Relationships between men and women are a primary concern
throughout the collection, and are generally characterised by suspicion and
contempt. The women are ‘golden girls. Okay, we have stretch marks, cellulite,
difficult personalities and we are horrible drunks, but so what?'. One of her
characters likens love affairs to bare-knuckle boxing. The men are prone to
drink, and to disappearing, and so the women tend to be resourceful.
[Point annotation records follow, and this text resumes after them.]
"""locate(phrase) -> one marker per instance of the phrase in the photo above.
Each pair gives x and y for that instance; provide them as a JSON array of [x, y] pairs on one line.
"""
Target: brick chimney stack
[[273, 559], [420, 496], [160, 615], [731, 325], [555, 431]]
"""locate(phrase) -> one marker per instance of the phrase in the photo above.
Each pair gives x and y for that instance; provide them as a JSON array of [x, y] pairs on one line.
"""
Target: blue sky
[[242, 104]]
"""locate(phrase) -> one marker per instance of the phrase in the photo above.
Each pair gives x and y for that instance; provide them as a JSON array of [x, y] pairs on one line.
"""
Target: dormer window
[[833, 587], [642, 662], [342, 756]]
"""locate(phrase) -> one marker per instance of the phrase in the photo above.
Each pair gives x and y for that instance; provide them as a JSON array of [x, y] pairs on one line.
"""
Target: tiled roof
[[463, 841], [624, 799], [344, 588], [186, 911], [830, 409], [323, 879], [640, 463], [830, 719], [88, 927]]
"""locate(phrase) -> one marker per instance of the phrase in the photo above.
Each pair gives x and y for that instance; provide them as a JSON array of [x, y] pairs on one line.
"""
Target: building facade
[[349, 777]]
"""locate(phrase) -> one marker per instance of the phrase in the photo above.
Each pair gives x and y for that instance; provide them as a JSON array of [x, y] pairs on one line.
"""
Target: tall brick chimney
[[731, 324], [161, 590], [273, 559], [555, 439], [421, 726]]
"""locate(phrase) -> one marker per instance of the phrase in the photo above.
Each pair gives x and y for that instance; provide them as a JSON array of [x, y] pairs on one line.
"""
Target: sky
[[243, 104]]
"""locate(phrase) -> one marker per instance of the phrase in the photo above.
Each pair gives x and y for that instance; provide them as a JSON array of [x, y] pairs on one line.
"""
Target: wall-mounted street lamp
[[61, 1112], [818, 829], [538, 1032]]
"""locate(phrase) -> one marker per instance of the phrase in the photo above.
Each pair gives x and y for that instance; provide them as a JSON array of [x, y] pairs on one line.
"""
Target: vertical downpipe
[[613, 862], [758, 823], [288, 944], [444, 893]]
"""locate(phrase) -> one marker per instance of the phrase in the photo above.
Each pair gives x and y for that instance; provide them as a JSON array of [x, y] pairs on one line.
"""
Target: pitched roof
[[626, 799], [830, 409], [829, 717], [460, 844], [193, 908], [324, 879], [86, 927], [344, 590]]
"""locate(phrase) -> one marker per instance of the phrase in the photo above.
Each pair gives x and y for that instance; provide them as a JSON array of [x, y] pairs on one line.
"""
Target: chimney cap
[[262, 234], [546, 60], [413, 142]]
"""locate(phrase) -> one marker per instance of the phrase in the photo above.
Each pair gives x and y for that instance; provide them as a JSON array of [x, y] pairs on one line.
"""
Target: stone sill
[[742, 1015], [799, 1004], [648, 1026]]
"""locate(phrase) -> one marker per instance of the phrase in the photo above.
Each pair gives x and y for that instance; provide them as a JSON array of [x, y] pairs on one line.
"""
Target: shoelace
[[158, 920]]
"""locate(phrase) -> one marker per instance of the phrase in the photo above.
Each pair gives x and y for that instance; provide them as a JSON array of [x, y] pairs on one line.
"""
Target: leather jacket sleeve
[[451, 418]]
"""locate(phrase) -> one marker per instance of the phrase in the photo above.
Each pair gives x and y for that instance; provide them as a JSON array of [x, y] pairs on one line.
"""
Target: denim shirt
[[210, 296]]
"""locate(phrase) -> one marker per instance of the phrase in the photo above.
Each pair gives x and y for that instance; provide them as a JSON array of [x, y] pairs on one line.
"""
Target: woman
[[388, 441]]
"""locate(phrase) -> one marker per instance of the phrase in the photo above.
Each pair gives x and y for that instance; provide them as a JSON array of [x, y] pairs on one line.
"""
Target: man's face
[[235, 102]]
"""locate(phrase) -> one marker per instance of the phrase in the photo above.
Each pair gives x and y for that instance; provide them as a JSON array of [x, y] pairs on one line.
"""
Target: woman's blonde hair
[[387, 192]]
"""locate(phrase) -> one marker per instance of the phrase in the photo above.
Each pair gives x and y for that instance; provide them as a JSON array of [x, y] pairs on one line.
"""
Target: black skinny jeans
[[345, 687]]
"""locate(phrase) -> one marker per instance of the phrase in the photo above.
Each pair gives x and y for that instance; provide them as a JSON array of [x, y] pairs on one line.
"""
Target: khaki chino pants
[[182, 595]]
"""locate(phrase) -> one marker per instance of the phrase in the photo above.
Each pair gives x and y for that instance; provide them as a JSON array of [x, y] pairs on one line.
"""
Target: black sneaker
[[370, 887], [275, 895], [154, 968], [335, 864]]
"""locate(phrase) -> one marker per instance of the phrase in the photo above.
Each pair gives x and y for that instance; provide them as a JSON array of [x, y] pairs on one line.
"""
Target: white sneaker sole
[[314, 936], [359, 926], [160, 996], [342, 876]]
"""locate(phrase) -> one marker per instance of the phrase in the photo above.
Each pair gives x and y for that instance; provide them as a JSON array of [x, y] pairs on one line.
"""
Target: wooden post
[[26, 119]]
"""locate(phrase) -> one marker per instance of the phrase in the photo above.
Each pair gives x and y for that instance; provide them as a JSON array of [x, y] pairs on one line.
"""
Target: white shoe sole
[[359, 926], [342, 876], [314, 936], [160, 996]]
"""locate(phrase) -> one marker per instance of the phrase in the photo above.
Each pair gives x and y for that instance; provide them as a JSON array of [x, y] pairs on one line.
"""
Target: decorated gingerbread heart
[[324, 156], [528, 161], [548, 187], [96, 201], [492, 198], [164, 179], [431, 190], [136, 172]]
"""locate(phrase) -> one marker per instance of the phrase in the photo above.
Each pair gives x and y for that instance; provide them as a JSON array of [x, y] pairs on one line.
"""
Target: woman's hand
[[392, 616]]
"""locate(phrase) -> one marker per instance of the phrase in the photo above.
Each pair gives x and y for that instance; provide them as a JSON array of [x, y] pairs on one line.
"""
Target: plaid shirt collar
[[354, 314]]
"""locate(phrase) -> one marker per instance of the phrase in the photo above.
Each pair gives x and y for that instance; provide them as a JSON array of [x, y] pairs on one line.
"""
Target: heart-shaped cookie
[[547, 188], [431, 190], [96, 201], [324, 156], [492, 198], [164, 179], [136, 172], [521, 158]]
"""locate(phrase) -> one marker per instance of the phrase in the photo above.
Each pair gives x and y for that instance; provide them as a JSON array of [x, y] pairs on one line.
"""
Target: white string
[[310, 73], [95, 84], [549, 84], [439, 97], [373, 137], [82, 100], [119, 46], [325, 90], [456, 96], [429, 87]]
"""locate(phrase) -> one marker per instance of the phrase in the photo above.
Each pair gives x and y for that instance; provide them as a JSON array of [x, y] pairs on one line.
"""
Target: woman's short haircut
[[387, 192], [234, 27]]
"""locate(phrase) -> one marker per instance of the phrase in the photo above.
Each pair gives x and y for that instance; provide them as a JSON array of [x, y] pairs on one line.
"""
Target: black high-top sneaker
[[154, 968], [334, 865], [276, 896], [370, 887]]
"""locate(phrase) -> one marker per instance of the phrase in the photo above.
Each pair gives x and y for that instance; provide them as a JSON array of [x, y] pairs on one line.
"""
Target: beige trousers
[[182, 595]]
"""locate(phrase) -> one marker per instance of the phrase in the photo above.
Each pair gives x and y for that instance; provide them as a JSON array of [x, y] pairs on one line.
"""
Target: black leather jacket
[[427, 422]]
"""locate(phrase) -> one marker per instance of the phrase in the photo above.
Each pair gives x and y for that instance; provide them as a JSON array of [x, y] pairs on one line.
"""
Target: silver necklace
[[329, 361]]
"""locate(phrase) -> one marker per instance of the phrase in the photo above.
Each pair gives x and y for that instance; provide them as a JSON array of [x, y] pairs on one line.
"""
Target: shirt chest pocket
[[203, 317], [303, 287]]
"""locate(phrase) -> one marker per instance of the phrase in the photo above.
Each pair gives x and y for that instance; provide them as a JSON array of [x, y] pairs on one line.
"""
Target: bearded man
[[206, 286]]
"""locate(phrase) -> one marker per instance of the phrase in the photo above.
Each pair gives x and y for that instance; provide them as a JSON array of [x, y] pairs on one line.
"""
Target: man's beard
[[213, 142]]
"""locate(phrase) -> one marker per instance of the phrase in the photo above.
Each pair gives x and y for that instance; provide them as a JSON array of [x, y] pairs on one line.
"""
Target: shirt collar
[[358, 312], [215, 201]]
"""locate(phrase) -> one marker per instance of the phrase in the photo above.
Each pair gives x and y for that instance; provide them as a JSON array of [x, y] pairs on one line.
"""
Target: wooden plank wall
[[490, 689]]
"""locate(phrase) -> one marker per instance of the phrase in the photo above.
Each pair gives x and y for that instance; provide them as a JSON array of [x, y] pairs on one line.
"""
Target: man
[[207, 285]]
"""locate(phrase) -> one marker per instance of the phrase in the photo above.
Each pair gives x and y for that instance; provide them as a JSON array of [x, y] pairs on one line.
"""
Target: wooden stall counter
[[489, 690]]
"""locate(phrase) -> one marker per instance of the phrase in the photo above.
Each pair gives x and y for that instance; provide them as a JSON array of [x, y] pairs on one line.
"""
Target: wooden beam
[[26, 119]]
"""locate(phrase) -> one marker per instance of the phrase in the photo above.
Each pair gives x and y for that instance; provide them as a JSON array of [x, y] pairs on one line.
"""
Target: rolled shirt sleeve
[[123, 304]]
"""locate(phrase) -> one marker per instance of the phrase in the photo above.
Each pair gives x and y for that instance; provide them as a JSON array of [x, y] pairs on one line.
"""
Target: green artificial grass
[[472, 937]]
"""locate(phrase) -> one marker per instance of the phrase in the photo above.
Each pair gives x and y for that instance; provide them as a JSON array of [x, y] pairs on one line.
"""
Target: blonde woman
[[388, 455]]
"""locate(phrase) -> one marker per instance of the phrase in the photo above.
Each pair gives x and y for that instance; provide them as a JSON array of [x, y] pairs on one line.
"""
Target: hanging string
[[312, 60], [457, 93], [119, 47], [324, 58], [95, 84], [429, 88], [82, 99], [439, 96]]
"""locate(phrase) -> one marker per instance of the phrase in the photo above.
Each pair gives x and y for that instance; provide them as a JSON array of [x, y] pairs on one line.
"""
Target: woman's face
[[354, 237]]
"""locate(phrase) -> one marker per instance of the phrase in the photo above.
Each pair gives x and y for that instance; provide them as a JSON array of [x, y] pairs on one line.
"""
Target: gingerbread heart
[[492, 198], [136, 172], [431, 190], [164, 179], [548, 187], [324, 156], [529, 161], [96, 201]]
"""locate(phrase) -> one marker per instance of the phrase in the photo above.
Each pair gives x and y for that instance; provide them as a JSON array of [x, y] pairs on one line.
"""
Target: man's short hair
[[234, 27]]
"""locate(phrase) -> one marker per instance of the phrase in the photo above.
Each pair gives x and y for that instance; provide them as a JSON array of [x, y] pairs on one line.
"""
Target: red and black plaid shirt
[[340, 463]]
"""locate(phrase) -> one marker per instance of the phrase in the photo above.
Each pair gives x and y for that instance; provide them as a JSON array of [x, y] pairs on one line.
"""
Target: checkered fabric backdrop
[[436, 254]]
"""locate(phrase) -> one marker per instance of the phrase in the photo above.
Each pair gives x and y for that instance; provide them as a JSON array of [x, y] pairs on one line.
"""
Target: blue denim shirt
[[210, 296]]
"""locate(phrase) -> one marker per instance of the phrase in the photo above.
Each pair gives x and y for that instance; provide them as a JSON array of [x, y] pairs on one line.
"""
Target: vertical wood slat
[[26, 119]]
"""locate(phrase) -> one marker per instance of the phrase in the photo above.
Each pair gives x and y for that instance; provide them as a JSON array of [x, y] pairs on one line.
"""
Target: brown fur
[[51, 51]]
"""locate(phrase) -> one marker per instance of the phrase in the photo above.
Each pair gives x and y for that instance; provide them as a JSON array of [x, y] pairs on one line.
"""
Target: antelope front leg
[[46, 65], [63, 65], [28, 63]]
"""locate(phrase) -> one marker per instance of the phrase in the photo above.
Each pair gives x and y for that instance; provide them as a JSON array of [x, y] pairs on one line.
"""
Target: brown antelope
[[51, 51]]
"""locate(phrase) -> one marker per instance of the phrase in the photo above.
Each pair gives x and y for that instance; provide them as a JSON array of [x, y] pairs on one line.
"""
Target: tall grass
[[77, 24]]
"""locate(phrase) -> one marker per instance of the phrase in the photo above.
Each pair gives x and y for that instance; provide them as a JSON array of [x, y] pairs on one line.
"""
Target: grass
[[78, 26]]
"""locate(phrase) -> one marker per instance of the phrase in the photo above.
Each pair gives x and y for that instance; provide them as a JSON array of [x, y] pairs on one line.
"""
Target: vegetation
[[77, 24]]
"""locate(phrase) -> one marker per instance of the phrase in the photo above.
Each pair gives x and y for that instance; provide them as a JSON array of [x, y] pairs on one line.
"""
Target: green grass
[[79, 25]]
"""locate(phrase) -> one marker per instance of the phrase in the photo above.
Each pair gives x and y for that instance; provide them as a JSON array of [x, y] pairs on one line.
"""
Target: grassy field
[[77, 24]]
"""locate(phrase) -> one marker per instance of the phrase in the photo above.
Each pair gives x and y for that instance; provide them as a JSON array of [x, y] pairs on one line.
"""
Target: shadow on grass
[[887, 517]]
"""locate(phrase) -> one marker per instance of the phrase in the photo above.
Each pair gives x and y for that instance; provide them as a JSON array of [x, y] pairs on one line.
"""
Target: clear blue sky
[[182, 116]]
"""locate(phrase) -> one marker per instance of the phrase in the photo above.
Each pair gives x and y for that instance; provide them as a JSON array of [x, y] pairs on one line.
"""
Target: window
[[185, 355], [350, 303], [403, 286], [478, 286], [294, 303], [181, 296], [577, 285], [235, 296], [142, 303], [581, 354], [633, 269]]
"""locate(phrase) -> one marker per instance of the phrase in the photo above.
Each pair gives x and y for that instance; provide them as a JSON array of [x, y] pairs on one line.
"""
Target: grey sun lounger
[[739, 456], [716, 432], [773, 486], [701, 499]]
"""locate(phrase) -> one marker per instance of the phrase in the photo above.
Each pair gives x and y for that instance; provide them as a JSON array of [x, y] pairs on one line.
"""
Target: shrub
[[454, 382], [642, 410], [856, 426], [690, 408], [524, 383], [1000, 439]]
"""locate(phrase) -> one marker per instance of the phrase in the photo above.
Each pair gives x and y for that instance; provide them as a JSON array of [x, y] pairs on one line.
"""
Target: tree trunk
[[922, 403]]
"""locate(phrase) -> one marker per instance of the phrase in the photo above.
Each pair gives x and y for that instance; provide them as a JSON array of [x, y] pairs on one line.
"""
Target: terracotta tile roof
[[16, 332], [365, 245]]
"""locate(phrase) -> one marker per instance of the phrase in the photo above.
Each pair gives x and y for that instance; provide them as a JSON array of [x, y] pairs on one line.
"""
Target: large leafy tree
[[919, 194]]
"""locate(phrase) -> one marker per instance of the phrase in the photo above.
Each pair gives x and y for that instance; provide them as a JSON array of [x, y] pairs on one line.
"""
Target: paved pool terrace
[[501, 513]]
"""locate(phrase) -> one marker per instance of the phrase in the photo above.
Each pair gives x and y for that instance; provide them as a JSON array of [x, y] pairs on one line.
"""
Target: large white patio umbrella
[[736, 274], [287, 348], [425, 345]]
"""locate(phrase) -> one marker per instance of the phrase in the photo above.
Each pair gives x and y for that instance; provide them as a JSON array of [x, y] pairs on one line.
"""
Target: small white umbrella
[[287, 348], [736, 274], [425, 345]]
Margo, for
instance, is described as being ‘a bit soft in the head’, but when she reaches a
certain age, 'instead of becoming an alcoholic, or going mad, she set up an
excellent business together with two other cheats', becoming a fortune teller. They
also display a certain romantic fatalism: one, for example, sleeps with a tombstone
of Venetian marble under her bed.
In the midst of these stories, the author has placed ‘When A
Parrot Flies Over You’, a brief and rather beautiful meditation on love and sex
which bemoans the fact that the civil rights movement passed Georgia by.
Typically, this is sandwiched between the mordant humour of An Insignificant
Story of a Failed Suicide ('never mind hanging herself, she'd never even
managed to hang a picture') and the splenetic rant of A Wonderful Evening.
Me, Margarita is an idiosyncratic collection, which balances
bleakness with gallows humour, whilst occasionally throwing in an offbeat essay,
rant or comic observation to keep the reader on their toes.